Abstract

A steady rise in global consumption of fossil-based energy has led to a surge in prices of petroleum-derived fuels, chemicals and materials in recent years. The abundantly available lignocellulosic biomass is a renewable, potential substitute for petroleum that can be biotransformed into biofuels, chemicals and materials. Commercial lignocellulose-degrading enzyme cocktails used in this biotransformation still require improvement. In this thesis, I report the biochemical characterization of 34 plant cell wall degrading proteins from Aspergillus niger expressed in one or more of four host systems (Aspergillus niger, Pichia pastoris, Escherichia coli and Nicotiana benthamiana), in order to identify industrially relevant differences in their catalytic function. The results show that N. benthamiana is as effective a production host as A. niger itself and the recombinant proteins produced in the four host systems show similar biochemical properties.

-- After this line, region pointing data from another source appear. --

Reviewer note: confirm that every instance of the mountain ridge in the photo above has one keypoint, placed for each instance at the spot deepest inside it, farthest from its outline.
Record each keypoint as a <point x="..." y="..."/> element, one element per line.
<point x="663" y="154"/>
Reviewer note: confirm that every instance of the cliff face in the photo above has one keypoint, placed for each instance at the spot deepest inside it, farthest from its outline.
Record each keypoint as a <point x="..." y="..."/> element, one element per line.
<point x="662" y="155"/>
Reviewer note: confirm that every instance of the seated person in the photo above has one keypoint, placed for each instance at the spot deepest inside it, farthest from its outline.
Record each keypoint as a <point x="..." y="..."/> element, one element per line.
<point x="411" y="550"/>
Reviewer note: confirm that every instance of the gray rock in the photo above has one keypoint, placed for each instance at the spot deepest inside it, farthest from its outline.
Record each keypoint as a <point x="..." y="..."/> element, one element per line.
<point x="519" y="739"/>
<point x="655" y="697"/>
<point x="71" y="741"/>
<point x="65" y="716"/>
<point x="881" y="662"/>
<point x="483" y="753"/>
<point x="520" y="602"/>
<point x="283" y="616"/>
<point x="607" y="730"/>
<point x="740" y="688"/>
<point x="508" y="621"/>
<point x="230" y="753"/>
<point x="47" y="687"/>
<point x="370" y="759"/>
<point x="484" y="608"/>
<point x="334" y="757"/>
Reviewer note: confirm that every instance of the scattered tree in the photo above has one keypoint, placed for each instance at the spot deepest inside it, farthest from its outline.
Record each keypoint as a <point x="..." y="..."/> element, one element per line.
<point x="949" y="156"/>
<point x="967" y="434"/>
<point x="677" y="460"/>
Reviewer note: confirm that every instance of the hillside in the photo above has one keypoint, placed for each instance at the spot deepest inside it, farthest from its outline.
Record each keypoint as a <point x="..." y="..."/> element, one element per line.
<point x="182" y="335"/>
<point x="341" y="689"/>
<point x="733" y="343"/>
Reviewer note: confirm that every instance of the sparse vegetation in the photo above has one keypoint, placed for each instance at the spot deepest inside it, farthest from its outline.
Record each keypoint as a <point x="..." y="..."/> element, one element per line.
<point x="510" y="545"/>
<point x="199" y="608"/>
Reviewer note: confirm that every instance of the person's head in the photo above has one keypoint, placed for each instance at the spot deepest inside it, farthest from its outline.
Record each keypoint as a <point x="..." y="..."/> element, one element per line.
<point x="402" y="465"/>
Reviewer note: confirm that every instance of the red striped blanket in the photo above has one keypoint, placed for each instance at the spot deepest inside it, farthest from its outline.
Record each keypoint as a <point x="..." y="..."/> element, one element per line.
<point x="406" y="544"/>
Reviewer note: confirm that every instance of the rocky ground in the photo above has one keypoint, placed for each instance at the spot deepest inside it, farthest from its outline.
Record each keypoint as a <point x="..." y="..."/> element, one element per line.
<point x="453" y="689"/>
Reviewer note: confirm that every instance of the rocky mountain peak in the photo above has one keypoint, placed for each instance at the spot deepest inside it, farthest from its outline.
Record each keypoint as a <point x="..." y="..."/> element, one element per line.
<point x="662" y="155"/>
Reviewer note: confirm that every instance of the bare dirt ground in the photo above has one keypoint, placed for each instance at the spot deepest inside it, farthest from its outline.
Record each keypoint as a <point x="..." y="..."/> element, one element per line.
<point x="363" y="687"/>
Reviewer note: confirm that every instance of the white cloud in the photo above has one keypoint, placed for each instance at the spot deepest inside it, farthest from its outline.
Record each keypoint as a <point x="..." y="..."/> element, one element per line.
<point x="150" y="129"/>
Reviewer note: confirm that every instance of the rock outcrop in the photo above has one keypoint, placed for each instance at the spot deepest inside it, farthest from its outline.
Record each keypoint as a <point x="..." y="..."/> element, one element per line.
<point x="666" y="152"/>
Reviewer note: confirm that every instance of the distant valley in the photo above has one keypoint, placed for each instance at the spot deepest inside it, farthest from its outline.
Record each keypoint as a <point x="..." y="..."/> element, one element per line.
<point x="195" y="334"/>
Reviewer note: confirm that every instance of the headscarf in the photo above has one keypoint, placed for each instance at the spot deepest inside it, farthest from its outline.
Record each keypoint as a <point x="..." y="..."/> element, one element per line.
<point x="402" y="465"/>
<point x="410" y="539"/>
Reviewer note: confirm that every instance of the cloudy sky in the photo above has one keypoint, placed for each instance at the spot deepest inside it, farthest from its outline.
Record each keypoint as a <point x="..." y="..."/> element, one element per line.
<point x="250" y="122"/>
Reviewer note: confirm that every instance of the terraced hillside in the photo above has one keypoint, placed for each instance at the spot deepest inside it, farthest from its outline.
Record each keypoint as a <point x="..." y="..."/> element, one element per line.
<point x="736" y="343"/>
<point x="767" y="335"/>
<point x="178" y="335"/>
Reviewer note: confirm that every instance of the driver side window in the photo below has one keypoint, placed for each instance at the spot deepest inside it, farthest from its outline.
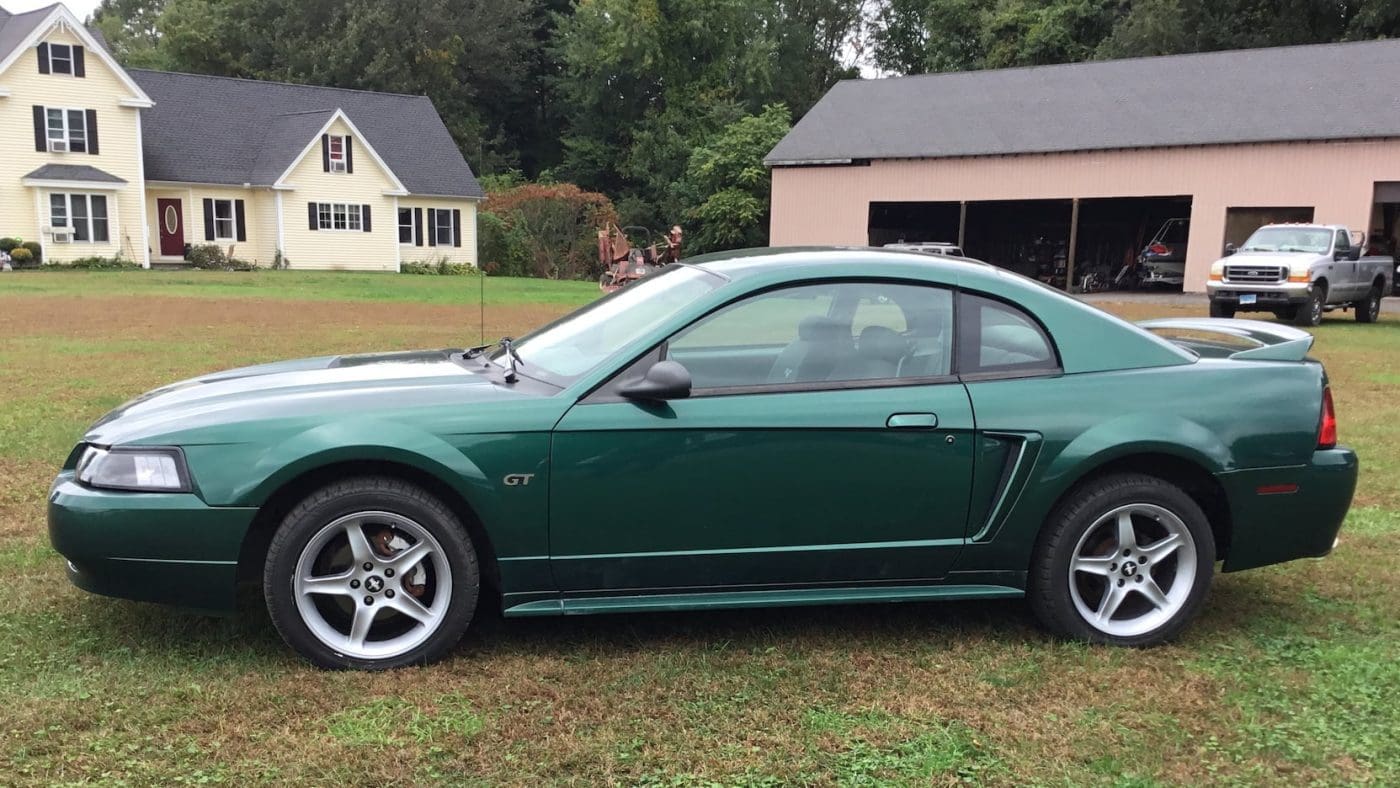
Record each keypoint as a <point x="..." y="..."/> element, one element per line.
<point x="821" y="333"/>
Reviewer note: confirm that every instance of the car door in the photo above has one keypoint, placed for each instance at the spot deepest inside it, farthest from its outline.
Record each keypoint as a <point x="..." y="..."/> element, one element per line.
<point x="825" y="441"/>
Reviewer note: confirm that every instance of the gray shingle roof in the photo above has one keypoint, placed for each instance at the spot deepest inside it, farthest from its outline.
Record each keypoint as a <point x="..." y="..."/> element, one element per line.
<point x="73" y="172"/>
<point x="1329" y="91"/>
<point x="16" y="27"/>
<point x="227" y="130"/>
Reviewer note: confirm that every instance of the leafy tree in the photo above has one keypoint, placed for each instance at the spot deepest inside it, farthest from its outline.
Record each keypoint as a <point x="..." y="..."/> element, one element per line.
<point x="730" y="186"/>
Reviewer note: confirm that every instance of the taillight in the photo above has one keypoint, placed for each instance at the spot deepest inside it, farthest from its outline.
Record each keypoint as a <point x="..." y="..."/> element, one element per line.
<point x="1327" y="431"/>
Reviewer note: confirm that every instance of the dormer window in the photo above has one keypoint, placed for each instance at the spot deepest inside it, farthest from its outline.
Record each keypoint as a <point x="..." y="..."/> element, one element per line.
<point x="60" y="59"/>
<point x="338" y="154"/>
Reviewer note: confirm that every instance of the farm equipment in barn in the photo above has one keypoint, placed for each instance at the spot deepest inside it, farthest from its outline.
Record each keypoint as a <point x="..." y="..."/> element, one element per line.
<point x="629" y="254"/>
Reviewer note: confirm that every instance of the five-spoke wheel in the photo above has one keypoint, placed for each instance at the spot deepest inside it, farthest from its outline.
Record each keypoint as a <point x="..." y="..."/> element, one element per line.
<point x="371" y="573"/>
<point x="1126" y="559"/>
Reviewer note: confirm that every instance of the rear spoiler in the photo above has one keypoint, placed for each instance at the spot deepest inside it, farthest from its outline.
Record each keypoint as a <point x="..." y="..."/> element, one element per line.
<point x="1276" y="342"/>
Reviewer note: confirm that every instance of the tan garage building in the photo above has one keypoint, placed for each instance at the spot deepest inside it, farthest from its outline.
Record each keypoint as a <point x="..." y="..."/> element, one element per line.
<point x="1066" y="171"/>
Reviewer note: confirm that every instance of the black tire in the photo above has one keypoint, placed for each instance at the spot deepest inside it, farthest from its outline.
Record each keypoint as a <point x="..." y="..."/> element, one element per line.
<point x="373" y="494"/>
<point x="1368" y="310"/>
<point x="1078" y="518"/>
<point x="1309" y="314"/>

I also report the development of a medium- to high-throughput-adaptable screening method for evaluating the hydrolytic capability of lignocellulolytic enzymes at biomass loadings greater than 15% dry w/v. The results show that the method is suitable for the screening of cell wall degrading enzymes with superior properties and for evaluating biomass hydrolysability. I also report the identification of biomass-liquefying enzymes from the secretome of thermophilic saprotroph, Myceliophthora thermophila grown on various pretreated wood biomass types. Results reveal an arsenal of 47 secreted proteins which concertedly liquefy pretreated wood biomass at 15% dry solids and boost glucose release by a commercial cellulase system. A highly-expressed GH7 cellobiohydrolase, MtCBH7 was found to liquefy 15% black spruce kraft pulp, acting optimally at 55 °C. The overall finding are: (i) N. benthamiana holds potential as a production host for eukaryotic biomass-degrading enzymes; (ii) a screening method for evaluating the hydrolytic potential of enzymes on natural biomass has been developed; and (iii) MtCBH7 is a promising enzyme candidate for application in biorefineries where enhanced liquefaction of lignocellulose is required.